NEW YORK (Reuters) - Bank of America Corp posted a 37.5 percent drop in first quarter earnings, hurt by mortgage-related costs.
HEINO RULAND, ANALYST, RULAND RESEARCH, FRANKFURT
"The figures are clearly disappointing and missed the market expectations. It is clear that a number of factors played a role and influenced the different earnings levels. Pressure on the mortgage business had a significant impact for example. This in itself, however, doesn't really come as a huge surprise to me, but the market seems to have been more optimistic and may be disappointed."
STEFAN DE SCHUTTER, TRADER, ALPHA TRADING, FRANKFURT
"The EPS is worse than expected and this is really surprising considering the satisfying JP Morgan figures earlier this week. These figures could weigh on the market but many investors may still be waiting to see how others like Goldman and Morgan Stanley do before taking direction and making a solid judgment on the sector. I don't think that this is one of the most indicative groups in the sector."

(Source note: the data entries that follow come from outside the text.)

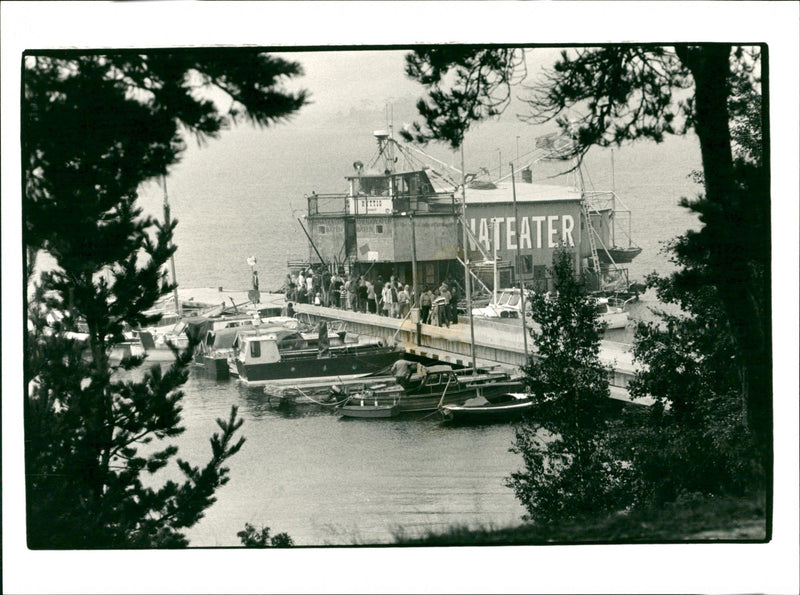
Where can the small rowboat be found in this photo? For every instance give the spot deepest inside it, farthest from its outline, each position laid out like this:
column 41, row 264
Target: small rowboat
column 495, row 408
column 364, row 407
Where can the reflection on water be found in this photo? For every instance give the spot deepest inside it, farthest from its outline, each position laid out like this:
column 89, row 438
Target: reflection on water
column 329, row 481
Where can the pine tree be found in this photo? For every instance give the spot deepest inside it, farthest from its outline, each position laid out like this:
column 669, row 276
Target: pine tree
column 615, row 94
column 94, row 127
column 569, row 467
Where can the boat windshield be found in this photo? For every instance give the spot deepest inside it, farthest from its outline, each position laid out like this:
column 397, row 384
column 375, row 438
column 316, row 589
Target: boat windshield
column 377, row 186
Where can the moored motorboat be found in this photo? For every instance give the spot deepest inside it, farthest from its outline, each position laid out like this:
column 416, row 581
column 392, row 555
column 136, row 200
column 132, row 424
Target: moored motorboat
column 488, row 409
column 429, row 387
column 612, row 313
column 617, row 255
column 365, row 406
column 281, row 353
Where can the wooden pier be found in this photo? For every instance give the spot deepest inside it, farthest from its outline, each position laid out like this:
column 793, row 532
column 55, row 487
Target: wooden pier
column 496, row 341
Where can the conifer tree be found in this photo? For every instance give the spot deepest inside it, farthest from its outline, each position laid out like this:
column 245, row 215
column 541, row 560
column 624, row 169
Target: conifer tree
column 569, row 468
column 615, row 94
column 94, row 127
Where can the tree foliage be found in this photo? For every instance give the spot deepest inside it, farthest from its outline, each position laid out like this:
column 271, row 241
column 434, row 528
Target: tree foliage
column 250, row 537
column 465, row 84
column 615, row 94
column 569, row 467
column 94, row 127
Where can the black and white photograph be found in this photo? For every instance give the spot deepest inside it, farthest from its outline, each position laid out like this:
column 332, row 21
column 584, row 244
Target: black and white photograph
column 400, row 300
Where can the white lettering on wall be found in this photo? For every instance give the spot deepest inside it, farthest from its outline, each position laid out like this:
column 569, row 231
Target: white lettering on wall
column 532, row 232
column 567, row 225
column 525, row 234
column 551, row 231
column 511, row 240
column 483, row 234
column 496, row 240
column 472, row 245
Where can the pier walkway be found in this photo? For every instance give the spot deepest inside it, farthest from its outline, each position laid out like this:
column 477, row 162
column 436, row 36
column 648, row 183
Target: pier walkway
column 496, row 341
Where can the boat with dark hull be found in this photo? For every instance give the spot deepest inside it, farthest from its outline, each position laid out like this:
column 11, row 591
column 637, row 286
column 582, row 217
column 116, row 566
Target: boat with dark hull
column 280, row 354
column 491, row 409
column 430, row 387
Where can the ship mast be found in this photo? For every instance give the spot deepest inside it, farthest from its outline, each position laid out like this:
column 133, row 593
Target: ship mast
column 178, row 308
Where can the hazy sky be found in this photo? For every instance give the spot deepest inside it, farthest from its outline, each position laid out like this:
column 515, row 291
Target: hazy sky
column 766, row 568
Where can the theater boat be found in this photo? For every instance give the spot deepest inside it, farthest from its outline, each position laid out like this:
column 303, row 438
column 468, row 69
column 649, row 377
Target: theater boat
column 283, row 353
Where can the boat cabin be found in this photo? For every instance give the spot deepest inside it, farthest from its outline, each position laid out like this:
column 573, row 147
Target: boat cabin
column 506, row 303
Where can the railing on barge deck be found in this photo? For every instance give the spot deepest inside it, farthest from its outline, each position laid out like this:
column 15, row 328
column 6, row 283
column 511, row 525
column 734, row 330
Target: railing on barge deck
column 339, row 204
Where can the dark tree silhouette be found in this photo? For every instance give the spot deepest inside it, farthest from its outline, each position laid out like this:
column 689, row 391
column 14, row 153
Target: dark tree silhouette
column 630, row 92
column 94, row 127
column 569, row 468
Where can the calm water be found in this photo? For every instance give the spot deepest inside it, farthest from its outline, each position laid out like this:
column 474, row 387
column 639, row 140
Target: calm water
column 318, row 478
column 326, row 480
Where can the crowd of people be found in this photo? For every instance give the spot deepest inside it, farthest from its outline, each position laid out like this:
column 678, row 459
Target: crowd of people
column 374, row 295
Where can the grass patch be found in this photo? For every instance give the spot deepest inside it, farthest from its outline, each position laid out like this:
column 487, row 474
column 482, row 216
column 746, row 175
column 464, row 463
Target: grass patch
column 697, row 519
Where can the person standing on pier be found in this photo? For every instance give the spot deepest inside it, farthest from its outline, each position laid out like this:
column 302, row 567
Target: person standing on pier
column 454, row 294
column 361, row 292
column 333, row 290
column 379, row 295
column 388, row 303
column 372, row 302
column 425, row 301
column 444, row 304
column 325, row 286
column 403, row 298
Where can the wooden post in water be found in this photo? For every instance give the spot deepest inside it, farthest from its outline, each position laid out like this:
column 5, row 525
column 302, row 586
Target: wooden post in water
column 467, row 279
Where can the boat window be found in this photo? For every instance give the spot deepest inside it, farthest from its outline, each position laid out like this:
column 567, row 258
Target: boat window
column 373, row 186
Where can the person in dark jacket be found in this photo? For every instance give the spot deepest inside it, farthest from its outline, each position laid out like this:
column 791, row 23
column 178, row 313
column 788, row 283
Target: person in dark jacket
column 362, row 294
column 425, row 301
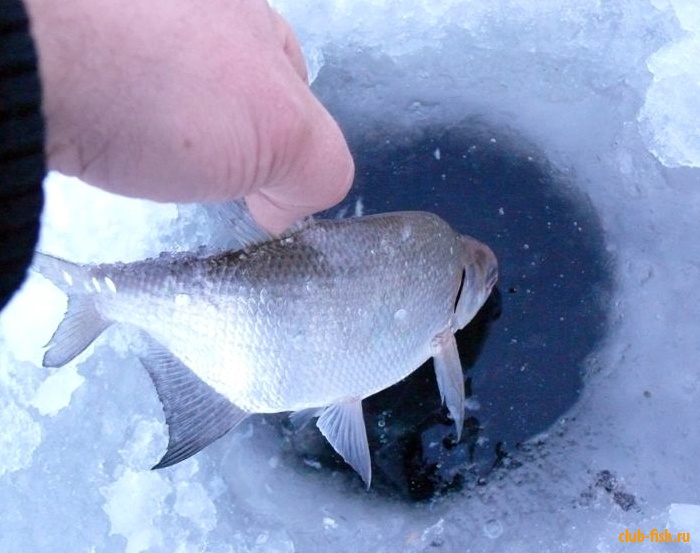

DAVID MORRISON, MARKET STRATEGIST, GFT GLOBAL MARKETS, LONDON
"The first thing is of course the earnings per share which is a big miss. I think the reason seems to be Bank of America is struggling with the mortgage mess and cleaning up what is going on there. This is an ongoing situation. We are seeing investors are marking its shares down ... If we are really seeing a slowdown in the U.S. economy, which we certainly seem to be with GDP estimates getting revised down and rising input costs across the board going to affect corporations and consumers already been hit, we might see a dip down in consumer demand. Going forward, I think Bank of America is going to struggle and it can't rely on consumer going forward. It has got a lot to unscramble with the mortgage mess and foreclosures."